22 April, 2009

If Life Is A Battle, Then Who Is The Enemy?

Spiritual warfare. Yet another "recurring theme" in my life movie. It amazes me how few Christians realize that we are in constant battle with a very real, very crafty, very sly enemy. What amazes me even more is how many that don't. Not meaning to sound arrogant or egotistic. I know that God allows certain people to see things and know things that others don't. I know that sometimes people choose to live in the dark. My intention today is to discuss neither of these factions, but rather to share something that I think is of utmost importance for every Christian, regardless of how far along they are in their walk. What you choose to do with it is, well, your choice.

Correlative to my last entry, I read something on Chip Ingram's blog and wanted to share it. It's true, it makes sense, and will benefit anyone who takes the time to read it; which is the exact opposite of the stimulus package Obabma passed recently. ;-)

From Chip Ingram's blog Keep Pressin' Ahead

----------------------------------------------

Do You Know Your Enemy?

When I was a kid growing up, a comedian named “Flip Wilson” made a living doing hilarious skits that ended with the punch line “the devil made me do it.”

If you asked me whether I believed in a literal “Satan” or “devil” growing up, I probably would have been pretty ambivalent in my answer. It sounds pretty “out there” at first blush, and yet there certainly is enough evil to make a case for an evil, arch enemy.

To be honest, I didn’t have a clue about what I believed or why. In fact, even after I put my faith in Christ in 1972, I had little or no understanding of spiritual warfare. It was clearly an issue with Jesus and the New Testament, but people who talked about it a lot seemed really “over the top” to me; so I never gave it much thought.

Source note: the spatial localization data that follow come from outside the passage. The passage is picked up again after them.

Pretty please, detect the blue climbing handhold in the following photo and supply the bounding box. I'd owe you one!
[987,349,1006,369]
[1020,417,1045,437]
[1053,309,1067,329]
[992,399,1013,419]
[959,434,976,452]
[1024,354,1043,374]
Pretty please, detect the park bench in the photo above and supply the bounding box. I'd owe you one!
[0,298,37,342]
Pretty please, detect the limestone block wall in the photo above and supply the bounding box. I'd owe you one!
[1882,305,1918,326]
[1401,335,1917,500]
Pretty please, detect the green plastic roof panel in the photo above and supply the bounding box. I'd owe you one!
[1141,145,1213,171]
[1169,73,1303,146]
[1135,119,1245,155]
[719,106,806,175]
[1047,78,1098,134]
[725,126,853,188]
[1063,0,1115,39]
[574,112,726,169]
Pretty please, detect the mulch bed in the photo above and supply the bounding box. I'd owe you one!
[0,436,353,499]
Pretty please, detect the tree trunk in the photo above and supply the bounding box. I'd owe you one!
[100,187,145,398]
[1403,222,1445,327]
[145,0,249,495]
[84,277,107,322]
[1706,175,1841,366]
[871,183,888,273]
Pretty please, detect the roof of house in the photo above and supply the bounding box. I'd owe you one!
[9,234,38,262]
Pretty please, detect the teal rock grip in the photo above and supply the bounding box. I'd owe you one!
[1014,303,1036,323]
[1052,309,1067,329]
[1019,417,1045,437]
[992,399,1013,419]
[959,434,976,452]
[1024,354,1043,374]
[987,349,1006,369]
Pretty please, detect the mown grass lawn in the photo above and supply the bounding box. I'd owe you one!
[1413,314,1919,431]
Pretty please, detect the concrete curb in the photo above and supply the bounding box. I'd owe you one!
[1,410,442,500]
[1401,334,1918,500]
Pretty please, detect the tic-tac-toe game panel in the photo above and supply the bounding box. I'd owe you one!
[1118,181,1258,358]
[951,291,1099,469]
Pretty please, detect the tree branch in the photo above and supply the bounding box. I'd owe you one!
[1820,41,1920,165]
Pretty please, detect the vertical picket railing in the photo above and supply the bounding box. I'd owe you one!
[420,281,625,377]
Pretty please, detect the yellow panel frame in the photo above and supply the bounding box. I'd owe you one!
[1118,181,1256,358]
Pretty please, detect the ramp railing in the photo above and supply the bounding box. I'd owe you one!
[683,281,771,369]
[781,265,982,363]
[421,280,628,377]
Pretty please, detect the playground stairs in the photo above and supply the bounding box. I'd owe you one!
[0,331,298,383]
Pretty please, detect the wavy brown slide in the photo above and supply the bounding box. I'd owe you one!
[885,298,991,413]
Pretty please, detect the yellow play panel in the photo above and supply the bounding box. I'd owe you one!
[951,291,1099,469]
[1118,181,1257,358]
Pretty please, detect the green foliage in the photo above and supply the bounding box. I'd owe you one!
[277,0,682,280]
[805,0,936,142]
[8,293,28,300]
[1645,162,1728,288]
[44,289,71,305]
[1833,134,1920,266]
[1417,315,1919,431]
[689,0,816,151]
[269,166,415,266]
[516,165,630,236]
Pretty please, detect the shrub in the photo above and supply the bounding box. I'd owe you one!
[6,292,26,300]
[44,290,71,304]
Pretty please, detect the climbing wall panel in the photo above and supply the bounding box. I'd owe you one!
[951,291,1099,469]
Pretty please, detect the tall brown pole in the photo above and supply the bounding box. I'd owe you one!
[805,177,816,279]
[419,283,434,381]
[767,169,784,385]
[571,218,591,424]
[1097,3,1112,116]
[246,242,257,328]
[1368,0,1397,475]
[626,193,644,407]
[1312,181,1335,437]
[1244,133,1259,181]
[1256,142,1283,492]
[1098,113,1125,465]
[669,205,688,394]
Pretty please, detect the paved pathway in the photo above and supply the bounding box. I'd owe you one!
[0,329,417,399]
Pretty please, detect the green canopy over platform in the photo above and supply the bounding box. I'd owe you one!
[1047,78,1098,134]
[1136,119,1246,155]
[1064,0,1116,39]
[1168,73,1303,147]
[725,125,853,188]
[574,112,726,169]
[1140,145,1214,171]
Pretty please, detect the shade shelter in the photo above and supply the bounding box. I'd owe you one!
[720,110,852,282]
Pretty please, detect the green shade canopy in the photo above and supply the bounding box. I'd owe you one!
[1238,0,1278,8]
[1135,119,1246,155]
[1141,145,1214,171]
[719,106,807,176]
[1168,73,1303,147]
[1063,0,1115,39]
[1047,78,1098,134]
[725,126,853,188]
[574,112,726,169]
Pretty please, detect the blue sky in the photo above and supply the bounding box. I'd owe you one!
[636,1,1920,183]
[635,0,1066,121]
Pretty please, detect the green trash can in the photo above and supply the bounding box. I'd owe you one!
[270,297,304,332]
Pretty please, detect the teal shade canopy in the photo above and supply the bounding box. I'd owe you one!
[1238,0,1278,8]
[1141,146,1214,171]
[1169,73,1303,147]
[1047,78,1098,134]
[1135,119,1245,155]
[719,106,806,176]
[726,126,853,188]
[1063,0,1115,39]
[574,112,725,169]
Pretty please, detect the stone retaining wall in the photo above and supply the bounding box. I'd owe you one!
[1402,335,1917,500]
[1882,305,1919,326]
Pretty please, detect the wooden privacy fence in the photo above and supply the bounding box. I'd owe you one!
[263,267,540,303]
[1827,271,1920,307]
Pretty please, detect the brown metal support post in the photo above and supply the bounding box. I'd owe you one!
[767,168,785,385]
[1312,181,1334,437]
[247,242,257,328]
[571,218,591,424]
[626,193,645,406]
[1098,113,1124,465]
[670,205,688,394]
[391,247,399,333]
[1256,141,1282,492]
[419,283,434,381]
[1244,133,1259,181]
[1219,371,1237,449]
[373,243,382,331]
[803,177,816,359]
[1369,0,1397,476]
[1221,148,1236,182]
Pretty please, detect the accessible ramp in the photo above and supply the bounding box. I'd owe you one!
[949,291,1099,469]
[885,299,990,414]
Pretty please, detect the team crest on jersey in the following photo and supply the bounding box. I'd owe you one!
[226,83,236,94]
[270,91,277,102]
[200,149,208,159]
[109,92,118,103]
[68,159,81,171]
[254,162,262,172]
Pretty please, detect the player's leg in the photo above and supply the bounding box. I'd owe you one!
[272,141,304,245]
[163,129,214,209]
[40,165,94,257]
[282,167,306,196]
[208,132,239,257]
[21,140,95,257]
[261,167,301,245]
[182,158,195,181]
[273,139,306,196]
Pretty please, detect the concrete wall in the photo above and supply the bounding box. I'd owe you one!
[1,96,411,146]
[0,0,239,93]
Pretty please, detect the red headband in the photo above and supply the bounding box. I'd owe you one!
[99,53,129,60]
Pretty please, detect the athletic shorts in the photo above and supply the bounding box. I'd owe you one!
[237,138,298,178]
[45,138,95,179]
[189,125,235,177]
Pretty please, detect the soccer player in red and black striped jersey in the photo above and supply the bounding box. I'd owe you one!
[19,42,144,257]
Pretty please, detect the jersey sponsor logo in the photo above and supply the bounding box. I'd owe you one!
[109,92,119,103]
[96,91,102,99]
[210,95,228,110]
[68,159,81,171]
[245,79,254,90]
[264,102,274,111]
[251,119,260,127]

Little did I know…that my ignorance was one of the enemy’s greatest weapons used against me. So let me ask you, what do you think about spiritual warfare? What about Satan? Demons? Is it all fairy tale stuff or have we been blinded into believing some extreme position about him?

Is Satan for Real?

The Bible isn’t ambiguous on the reality of Satan. He’s there in the beginning in Genesis 3:1, tempting Eve. He’s there in the middle in 1 Chronicles 21:1, inciting David to take a faithless census. He’s there in the end in Revelation 12:9, hurled from heaven along with his fellow rebels to the earth. There’s an enormous amount of biblical material on Satan and demons, leaving no doubt in Scripture that he’s for real.

Jesus certainly thought Satan was real. He referred to Satan twenty-five times and had a personal encounter with him in Matthew 4:1-11. Someone has calculated that 25 percent of Jesus’ actions, parables, and miracles had to do with demons. I don’t know if that’s an exact figure, but it’s close. Jesus clearly thought demons were real. The letters and records of the early church in the New Testament were always written with the awareness of that context.

In many modern cultures, Satan’s existence is well known (and pretty easily seen). Western culture’s reluctance to acknowledge his presence can be attributed to the fact that he has disguised himself well. Somehow he has convinced us that he’s a cartoon character (a man dressed in a red suit and carrying a pitchfork), or a football mascot (Red Devils, Blue Devils, Sun Devils), or just a philosophical metaphor for evil (the dark side of “the Force” or the secret desires of human nature).

Metaphors are hard to confront in prayer; so it is often in his best interest to deceive cultures into believing he’s a figment of our imagination. As the senior devil in C.S. Lewis’s Screwtape Letters instructs the junior devil, “Suggest to him a picture of something in red tights, and persuade him that since he cannot believe in that (it is an old textbook method of confusing them) he therefore cannot believe in you.”

Satan is always content to hide in the shadows of a worldview if he can exploit that worldview to his own ends. So, how about you? What do you believe?